Überlegen Sie sich: wann haben Sie das letzte Mal Kredit in Anspruch genommen, wirklich gut gemacht, ohne andere zu unterstützen, sich vor Lob zu drücken oder die Anerkennung anderswo außer sich selbst zu verschieben?

Eine Studie, die im Bulletin für Persönlichkeits- und Sozialpsychologie veröffentlicht wurde, fand heraus, dass Frauen, die mit Männern arbeiten, weitaus seltener Kredite für ihre Arbeit erhalten als Frauen, die mit anderen Frauen zusammenarbeiten. Stattdessen geben Frauen in gemischt-geschlechtlichen Arbeitsteams ihren männlichen Kollegen mehr Kredit, als es notwendig oder sogar genau ist.

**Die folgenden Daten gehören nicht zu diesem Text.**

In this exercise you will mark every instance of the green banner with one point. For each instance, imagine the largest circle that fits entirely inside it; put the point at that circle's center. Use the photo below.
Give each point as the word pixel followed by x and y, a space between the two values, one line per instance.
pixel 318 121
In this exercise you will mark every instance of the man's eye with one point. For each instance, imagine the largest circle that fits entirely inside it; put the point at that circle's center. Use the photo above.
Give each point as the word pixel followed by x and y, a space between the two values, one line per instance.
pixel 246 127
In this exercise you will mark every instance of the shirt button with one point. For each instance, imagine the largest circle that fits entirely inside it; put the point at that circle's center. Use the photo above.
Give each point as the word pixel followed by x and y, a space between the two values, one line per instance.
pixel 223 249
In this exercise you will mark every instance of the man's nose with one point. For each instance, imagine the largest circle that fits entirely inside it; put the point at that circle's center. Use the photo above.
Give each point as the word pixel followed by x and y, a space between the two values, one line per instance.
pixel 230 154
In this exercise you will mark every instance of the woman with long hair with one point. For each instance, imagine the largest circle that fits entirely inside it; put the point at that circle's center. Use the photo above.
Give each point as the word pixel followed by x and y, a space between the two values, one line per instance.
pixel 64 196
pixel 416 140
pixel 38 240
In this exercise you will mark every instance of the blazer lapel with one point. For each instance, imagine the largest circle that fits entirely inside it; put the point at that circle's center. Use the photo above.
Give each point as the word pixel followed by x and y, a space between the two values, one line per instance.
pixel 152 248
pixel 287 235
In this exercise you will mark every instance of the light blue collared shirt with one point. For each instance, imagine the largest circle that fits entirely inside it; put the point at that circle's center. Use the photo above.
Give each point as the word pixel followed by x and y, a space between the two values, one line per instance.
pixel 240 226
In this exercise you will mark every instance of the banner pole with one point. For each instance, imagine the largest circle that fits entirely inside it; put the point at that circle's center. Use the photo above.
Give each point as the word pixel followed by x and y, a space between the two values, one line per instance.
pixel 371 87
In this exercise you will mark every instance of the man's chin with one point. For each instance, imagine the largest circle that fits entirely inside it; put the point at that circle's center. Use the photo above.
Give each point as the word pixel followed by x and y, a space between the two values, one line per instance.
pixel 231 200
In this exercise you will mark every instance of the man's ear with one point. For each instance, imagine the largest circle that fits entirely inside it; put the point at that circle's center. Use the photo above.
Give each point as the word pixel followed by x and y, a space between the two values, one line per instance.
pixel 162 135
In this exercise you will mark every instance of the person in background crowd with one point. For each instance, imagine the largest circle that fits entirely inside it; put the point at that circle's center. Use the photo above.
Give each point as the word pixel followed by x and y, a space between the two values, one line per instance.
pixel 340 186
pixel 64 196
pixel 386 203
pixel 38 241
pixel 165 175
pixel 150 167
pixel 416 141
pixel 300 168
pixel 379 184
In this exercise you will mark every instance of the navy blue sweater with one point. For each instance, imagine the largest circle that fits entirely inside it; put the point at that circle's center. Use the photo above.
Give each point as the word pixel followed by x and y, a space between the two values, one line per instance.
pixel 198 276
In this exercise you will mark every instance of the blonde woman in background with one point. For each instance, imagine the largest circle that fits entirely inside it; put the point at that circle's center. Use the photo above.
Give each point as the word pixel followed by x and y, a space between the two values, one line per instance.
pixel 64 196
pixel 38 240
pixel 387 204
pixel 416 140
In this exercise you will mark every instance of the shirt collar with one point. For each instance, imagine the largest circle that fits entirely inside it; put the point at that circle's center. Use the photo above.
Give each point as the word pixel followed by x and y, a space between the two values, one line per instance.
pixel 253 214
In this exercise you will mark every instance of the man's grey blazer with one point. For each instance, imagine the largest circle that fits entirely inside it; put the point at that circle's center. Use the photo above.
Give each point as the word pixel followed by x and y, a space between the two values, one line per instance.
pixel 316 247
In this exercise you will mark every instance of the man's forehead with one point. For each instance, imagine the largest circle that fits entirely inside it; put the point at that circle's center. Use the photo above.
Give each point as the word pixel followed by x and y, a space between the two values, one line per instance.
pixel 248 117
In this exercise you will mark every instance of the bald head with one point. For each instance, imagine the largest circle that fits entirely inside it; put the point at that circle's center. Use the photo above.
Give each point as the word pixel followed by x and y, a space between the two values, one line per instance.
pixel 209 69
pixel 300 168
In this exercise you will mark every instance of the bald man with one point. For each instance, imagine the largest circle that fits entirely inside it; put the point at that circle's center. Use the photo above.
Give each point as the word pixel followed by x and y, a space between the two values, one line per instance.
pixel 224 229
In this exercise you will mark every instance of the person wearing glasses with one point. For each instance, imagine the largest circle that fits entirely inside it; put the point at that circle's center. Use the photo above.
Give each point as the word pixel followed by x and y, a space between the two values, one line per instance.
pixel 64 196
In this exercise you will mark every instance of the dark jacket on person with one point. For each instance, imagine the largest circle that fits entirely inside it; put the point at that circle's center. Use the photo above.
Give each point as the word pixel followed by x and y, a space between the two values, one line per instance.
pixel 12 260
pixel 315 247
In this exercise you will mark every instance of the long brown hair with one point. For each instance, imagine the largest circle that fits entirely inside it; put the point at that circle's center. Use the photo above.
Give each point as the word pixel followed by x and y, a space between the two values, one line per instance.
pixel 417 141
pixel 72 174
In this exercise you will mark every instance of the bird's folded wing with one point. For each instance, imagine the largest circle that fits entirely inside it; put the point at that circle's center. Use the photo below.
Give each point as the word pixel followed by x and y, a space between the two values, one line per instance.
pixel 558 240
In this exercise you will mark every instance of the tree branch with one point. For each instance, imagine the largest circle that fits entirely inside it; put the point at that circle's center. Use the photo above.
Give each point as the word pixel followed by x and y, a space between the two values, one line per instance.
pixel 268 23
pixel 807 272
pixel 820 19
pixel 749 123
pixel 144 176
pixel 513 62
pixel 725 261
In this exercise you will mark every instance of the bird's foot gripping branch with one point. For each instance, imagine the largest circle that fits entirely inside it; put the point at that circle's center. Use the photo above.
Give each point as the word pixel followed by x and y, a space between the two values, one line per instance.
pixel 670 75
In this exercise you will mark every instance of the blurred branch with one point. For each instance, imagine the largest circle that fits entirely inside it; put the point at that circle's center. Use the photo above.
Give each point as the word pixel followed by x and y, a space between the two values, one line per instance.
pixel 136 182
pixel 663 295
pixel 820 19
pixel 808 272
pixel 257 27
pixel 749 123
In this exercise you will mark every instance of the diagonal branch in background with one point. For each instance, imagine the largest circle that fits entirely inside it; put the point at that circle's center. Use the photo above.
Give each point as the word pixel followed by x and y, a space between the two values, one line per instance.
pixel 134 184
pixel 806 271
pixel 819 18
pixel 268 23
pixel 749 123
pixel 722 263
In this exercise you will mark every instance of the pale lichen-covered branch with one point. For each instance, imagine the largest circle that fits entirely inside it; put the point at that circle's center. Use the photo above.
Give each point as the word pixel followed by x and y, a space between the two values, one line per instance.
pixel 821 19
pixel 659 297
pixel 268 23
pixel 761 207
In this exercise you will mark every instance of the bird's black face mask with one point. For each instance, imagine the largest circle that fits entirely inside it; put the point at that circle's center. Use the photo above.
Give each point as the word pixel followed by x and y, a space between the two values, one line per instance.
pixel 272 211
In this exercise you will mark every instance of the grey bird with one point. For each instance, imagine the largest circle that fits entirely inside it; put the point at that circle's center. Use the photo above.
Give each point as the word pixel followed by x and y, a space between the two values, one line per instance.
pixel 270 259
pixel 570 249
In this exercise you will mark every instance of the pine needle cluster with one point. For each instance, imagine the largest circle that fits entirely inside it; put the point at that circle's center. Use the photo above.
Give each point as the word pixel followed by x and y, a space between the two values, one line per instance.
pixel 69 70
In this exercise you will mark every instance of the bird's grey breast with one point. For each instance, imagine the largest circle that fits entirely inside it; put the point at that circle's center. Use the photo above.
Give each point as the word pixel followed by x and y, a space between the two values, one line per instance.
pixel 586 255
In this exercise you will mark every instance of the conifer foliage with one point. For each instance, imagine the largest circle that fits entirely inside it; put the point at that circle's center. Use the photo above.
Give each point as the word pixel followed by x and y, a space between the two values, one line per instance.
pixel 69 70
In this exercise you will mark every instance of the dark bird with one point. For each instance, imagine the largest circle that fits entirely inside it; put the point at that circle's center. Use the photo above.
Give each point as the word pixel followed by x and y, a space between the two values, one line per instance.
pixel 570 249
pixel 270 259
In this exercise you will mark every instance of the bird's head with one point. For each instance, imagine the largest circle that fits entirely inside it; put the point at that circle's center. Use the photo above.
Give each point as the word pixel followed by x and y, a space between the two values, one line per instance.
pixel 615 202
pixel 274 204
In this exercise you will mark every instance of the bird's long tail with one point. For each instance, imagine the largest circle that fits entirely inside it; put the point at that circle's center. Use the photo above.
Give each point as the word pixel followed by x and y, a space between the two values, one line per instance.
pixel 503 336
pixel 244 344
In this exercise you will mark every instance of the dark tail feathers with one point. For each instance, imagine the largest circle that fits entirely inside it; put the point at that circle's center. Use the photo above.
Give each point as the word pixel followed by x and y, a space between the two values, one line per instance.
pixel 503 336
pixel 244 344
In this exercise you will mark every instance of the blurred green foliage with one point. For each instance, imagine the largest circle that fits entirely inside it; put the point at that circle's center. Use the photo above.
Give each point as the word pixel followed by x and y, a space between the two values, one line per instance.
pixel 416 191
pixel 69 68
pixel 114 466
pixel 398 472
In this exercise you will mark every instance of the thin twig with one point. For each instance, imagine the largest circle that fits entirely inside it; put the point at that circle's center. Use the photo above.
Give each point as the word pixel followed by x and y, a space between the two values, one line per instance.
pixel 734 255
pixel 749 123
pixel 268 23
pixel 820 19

Das ist normal: Anstatt über sich selbst auf ehrliche Weise zu reden, verschenken Frauen den Kredit, sprechen über das großartige Team, das sie hatten, über die Zusammenarbeit, oder über die Talente von jemand anderem. In einigen Fällen werden Frauen sogar auf die negativen Aspekte ihrer selbst oder ihrer Errungenschaften hinweisen, anstatt einfach "Danke" zu sagen oder auf andere Weise potentielles Lob zu besitzen.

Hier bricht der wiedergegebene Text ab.